Insurance wouldn't cover truck driver Dennis Berry's hip surgery, and he couldn't afford a $120,000 operation. So Berry flew to Delhi where a world-class surgeon replaced both of his hips for $20,000. That $20,000 included airline tickets for him and a friend, and the cost of staying there.
"The average person can't afford it anymore," Berry said. "And for a major surgery I'd have to sell my house to have it done."
Much the way Indians have revolutionized office work, one Bangalore hospital is re-inventing health care.
It's streamlined open-heart surgery procedures, driving the cost below $2,000 -- with a mortality rate lower than even U.S. hospitals.
And some rural villages are on the cutting edge of cheap renewable energy.
Solar-powered systems that cost about $50 are lighting huts and changing lives. With 80 million Indian homes still in the dark, the scale of the demand may eventually bring the cost of this technology down for all of us.
Outsourcing Impact
While some Americans are concerned about the impact of outsourcing on the domestic economy, it turns out that India isn't siphoning millions of jobs after all. In fact, the American tech sector has grown by 17 percent since outsourcing began, and the Bureau of Labor predicts a million new tech jobs will be created in the United States in the next decade.
"The numbers of jobs going to India for purely outsourcing reasons is quite small," said Fareed Zakaria, Newsweek International editor. "We've got to remember, we've been outsourcing goods or services for 70 years in America, and all that time average American incomes have risen to now be the highest in the world. So, if outsourcing's been a bad idea, for 70 years, we've been doing it and doing pretty well."

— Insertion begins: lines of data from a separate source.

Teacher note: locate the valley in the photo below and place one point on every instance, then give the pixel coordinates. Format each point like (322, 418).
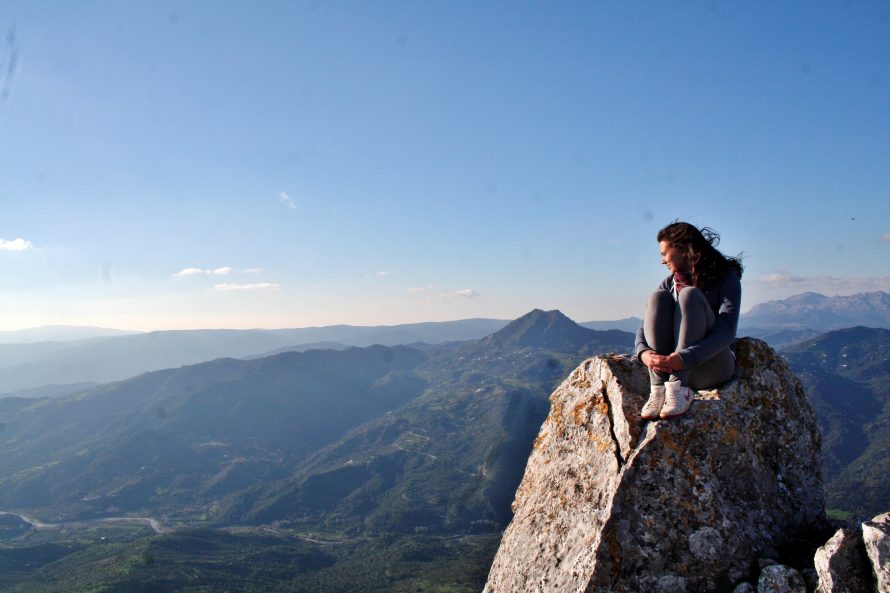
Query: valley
(365, 469)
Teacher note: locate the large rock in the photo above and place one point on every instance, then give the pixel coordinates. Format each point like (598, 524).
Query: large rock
(610, 503)
(876, 534)
(840, 564)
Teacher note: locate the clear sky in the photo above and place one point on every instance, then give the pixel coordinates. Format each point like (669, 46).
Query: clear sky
(195, 164)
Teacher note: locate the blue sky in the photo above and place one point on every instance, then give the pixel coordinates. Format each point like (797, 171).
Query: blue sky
(171, 165)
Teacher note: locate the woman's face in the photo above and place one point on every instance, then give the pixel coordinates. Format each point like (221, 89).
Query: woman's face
(672, 258)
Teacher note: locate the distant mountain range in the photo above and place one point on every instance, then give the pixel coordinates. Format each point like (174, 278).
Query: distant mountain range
(58, 333)
(846, 375)
(303, 437)
(813, 311)
(100, 360)
(376, 448)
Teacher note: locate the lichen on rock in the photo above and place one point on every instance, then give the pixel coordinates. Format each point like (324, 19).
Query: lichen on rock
(611, 503)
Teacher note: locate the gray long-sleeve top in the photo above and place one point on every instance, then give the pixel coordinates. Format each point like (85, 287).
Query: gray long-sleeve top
(725, 299)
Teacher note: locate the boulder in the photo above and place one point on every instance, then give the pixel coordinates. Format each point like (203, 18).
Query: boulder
(840, 564)
(876, 534)
(611, 503)
(779, 578)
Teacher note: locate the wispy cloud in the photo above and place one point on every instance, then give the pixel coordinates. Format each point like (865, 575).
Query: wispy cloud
(15, 245)
(255, 286)
(465, 293)
(826, 284)
(222, 271)
(288, 201)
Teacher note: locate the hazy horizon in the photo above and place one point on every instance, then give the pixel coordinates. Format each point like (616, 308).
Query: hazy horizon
(300, 164)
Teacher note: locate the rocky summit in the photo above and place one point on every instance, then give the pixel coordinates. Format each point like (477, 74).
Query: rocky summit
(612, 503)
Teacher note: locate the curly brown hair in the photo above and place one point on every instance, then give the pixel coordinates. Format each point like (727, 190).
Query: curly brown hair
(698, 247)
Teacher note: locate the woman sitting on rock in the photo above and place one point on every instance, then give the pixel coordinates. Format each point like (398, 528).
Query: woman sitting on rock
(690, 320)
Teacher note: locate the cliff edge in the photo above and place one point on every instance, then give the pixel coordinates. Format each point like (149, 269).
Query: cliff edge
(612, 504)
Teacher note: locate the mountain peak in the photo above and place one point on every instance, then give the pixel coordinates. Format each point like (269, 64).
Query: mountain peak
(541, 329)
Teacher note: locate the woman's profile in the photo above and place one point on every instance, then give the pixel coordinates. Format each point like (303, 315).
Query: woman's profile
(690, 320)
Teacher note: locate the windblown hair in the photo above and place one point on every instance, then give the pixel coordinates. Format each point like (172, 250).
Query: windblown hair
(699, 248)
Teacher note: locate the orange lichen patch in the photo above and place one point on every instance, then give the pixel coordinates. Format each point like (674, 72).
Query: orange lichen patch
(582, 412)
(731, 435)
(583, 383)
(601, 444)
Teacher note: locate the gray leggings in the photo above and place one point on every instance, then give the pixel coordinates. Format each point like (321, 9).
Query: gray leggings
(671, 325)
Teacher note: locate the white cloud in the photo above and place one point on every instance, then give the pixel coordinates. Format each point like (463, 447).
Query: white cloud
(465, 293)
(255, 286)
(223, 271)
(15, 245)
(189, 272)
(832, 285)
(287, 200)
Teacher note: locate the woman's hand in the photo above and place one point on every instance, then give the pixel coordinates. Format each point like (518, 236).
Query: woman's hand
(662, 364)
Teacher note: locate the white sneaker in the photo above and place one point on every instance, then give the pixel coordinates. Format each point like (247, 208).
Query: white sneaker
(654, 403)
(677, 399)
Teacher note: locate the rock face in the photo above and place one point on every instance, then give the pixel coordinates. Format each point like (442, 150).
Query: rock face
(876, 534)
(612, 504)
(840, 564)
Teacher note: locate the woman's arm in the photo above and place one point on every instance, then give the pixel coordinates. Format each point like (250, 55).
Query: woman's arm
(640, 344)
(725, 326)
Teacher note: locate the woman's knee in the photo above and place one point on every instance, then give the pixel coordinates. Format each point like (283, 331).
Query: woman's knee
(661, 299)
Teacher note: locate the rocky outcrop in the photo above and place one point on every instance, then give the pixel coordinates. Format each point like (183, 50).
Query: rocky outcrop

New York Times columnist Tom Friedman says that dialing India not only makes American businesses stronger, it also makes the world safer. Just a few years ago, India and Pakistan were on the brink of nuclear war.
"The Indian business community, particularly the high-tech community, came to the leaders in New Delhi and said, 'Ah, could you please not use the N-word? Nuclear? Because we're like running the backrooms of the world's biggest companies from American Express to General Electric and we can't take a week off for war,'" Friedman said.
"And the government got the message. That cease-fire [was] not brought to you by [former U.S. Secretary of State] General Powell. That cease-fire [was] brought to you by General Electric."